Greg Jennings: Patriots Are Making a Mistake By Not Pursuing Cam Newton
For only the second time in two decades, the New England Patriots must find a name other than Tom Brady to start under center in Week 1. After releasing Cody Kessler yesterday, their options are currently journeyman Brian Hoyer or sophomore Auburn product Jarrett Stidham, who barely played his rookie season after going in the fourth round of last year's draft.
It seems likely the Patriots will add another quarterback in some form before the season starts, but the time has come and gone for New England to shoot for a quick-fix solution like Andy Dalton. Still, Cam Newton remains unsigned, and while there has been nothing linking the team to the former MVP, it's still a talking point because it makes a lot of sense. Newton's market is barebones for a number of reasons and he's almost guaranteed to bring more production than any of the Patriots' other options right now. That's why Greg Jennings argued on First Things First this morning that New England is making a mistake by not going after Newton.
Jennings' argument, and the general reasoning of most outside Gillette Stadium, can be summed up as, "What do they have to lose?"
And that's a fair point. The Patriots are pressed up against the cap ceiling, but as Jennings notes, teams can always make some room to find the money for talent they don't have. New England couldn't clear enough to sign Newton to a long-term deal (nor would they want to if they did decide to bring him in), but the worst-case scenario for Belichick is he commits around $5 million to Newton, he doesn't work out, and they part ways. Should be an easy decision when the payoff involves getting a healthy version of Newton who bottoms out as an above-average quarterback, right?

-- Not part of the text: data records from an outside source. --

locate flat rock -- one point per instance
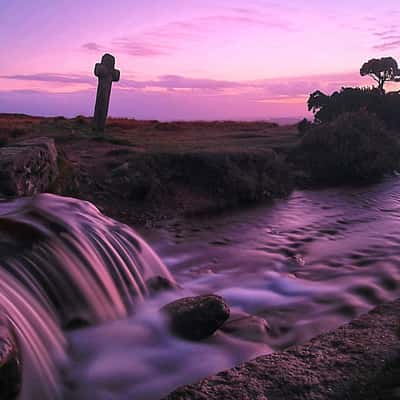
(354, 361)
(28, 167)
(196, 318)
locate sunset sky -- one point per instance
(189, 59)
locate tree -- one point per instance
(381, 70)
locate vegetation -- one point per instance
(381, 70)
(355, 146)
(385, 106)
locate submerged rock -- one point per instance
(196, 318)
(158, 284)
(247, 327)
(28, 167)
(10, 368)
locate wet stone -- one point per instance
(196, 318)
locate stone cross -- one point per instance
(107, 74)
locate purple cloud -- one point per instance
(51, 77)
(170, 37)
(297, 86)
(390, 45)
(93, 47)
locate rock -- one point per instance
(196, 318)
(28, 167)
(359, 360)
(246, 326)
(158, 284)
(10, 367)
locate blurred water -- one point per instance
(307, 264)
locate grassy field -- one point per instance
(154, 169)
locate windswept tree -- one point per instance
(381, 70)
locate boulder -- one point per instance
(359, 360)
(196, 318)
(28, 167)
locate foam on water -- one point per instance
(307, 264)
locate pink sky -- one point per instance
(189, 59)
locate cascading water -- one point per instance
(63, 262)
(307, 264)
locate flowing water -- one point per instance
(307, 264)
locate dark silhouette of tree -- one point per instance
(381, 70)
(385, 106)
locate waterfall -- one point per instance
(63, 262)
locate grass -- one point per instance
(186, 167)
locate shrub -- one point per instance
(353, 147)
(386, 106)
(304, 125)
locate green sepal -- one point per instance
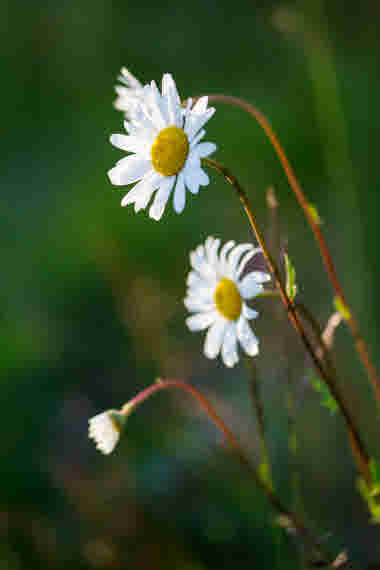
(314, 214)
(327, 400)
(291, 287)
(370, 494)
(264, 474)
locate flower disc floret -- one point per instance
(228, 300)
(169, 151)
(217, 292)
(165, 141)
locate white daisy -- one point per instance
(104, 429)
(129, 94)
(216, 295)
(165, 139)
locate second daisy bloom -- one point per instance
(217, 295)
(165, 140)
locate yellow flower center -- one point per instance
(227, 299)
(169, 151)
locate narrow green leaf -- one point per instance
(265, 476)
(291, 287)
(370, 496)
(341, 308)
(327, 400)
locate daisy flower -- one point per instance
(217, 295)
(129, 94)
(165, 140)
(104, 429)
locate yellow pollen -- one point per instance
(228, 300)
(169, 151)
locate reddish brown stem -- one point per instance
(358, 449)
(360, 344)
(290, 520)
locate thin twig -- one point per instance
(359, 342)
(287, 519)
(357, 445)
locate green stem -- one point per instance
(360, 455)
(353, 326)
(290, 521)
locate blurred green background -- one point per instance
(92, 293)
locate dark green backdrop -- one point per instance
(92, 293)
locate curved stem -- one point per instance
(360, 344)
(357, 445)
(288, 518)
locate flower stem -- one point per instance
(359, 342)
(265, 462)
(357, 445)
(289, 520)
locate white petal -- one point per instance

That line of thinking makes sense to us, but Belichick is unlike anyone in NFL history. Nobody can ever think like him, but looking at the situation critically, Newton's presence is about opportunity cost. Even if he came to New England and returned to something near his 2015 MVP form, Belichick wouldn't commit to him long-term as Newton enters the wrong side of 30 with a rather extensive list of injuries to pair with his physical play-style.
Newton at quarterback for 2020 alone could result in more success than any other potential iteration of the Patriots next season, but Belichick thinks two, three, five years down the road. Starting Newton means the team still doesn't know what they have in Stidham, and Newton's spot could be used for another developmental player who could turn into a valuable contributor, as Belichick has done numerous times with the 53rd roster spot. Moving enough money around to sign Newton would severely limit the team's flexibility for the rest of the offseason, and while they may not end up doing a thing with that flexibility, it's important to have.
Belichick is a believer in the process when it comes to football. Each man does his job and go from there. It seems unlikely he'd willingly go for what is ultimately a Band-Aid solution for a long-term problem. He's more inclined to trust the players he knows and the coaching staff to step up than take a risk on Newton when the team currently has very little room for error, especially when quarantine restrictions limit his ability to fully evaluate Newton.
Not pursuing the former No. 1 overall pick may ultimately prove to be a mistake, but signing him is anything but a home run. Newton in a Patriots jersey won't be coming.